Effect of thermal aging at 550 °C on microstructure and mechanical properties of a 9Cr martensitic steel with high silicon content

Abstract

Effect of thermal aging at 550 °C on microstructure and mechanical properties of a 9Cr martensitic steel with high silicon content (named as HSi steel) was investigated by field emission scanning electron microscopy (FESEM), electron backscattered diffraction (EBSD), transmission electron microscopy (TEM) and tensile and impact test. During aging, the martensitic matrix (including lath size, effective grain size and high angle boundaries) basically keeps stable. The M23C6 in HSi steel gradually coarsens with increasing aging time and the morphology of M23C6 on grain boundary tends to be chain-shaped, and then gradually becomes discrete again.
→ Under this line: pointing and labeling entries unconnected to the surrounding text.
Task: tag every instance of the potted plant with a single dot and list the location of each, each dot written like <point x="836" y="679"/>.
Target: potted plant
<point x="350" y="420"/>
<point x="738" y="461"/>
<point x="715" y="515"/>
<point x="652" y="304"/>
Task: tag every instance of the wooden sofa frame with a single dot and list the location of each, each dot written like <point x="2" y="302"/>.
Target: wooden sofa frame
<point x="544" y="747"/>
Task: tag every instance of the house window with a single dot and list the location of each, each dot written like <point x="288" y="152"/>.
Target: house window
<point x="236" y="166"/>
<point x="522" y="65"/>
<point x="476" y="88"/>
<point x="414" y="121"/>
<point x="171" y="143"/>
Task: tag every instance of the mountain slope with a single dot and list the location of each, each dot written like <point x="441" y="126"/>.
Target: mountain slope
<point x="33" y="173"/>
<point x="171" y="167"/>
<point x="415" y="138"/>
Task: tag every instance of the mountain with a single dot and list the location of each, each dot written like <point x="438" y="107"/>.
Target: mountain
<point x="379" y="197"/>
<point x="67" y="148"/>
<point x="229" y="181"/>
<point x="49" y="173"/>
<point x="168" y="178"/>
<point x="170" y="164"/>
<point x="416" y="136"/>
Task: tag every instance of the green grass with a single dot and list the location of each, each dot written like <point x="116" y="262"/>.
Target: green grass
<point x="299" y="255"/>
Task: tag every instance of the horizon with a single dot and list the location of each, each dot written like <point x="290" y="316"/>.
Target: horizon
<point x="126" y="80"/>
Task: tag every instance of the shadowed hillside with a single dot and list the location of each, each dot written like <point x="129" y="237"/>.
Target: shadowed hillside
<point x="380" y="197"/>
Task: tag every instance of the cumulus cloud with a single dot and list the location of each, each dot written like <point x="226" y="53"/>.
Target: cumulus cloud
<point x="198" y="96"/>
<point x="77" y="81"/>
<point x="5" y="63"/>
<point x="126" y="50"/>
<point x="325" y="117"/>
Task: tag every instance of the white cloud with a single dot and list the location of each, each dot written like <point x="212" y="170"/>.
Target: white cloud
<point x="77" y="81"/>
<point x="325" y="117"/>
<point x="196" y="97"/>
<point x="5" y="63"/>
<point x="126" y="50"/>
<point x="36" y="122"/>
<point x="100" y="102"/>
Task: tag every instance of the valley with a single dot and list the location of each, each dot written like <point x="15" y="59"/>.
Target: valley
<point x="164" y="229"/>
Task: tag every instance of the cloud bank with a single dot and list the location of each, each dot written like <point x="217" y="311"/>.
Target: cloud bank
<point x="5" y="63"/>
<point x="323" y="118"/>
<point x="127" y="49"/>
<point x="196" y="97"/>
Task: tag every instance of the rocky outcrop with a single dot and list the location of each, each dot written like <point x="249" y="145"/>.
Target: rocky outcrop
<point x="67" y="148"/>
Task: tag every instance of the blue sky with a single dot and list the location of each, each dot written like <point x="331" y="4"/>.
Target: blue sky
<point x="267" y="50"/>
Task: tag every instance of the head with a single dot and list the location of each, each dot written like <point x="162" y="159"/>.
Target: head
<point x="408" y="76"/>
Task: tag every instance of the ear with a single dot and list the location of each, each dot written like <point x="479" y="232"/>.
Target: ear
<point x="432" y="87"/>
Meanwhile, the Laves phase will precipitate adjacent to M23C6 due to a Si-rich layer around M23C6 and coarsens quickly before aging for 3000 h. With further increasing aging time, Laves phase is stable with a size of about 136 nm. The mechanical properties test results show that yield strength and elongation have little change during aging. However, the impact energy of HSi steel drops obviously after precipitation of Laves phase and the impact fracture presents cleavage fracture morphology. When the aging time is over 3000 h, the coarsening rate of Laves phase is very low and the HSi steel exhibits a relatively stable impact energy about 113 J. After aging up to 10,000 h, HSi steel still has excellent comprehensive mechanical properties.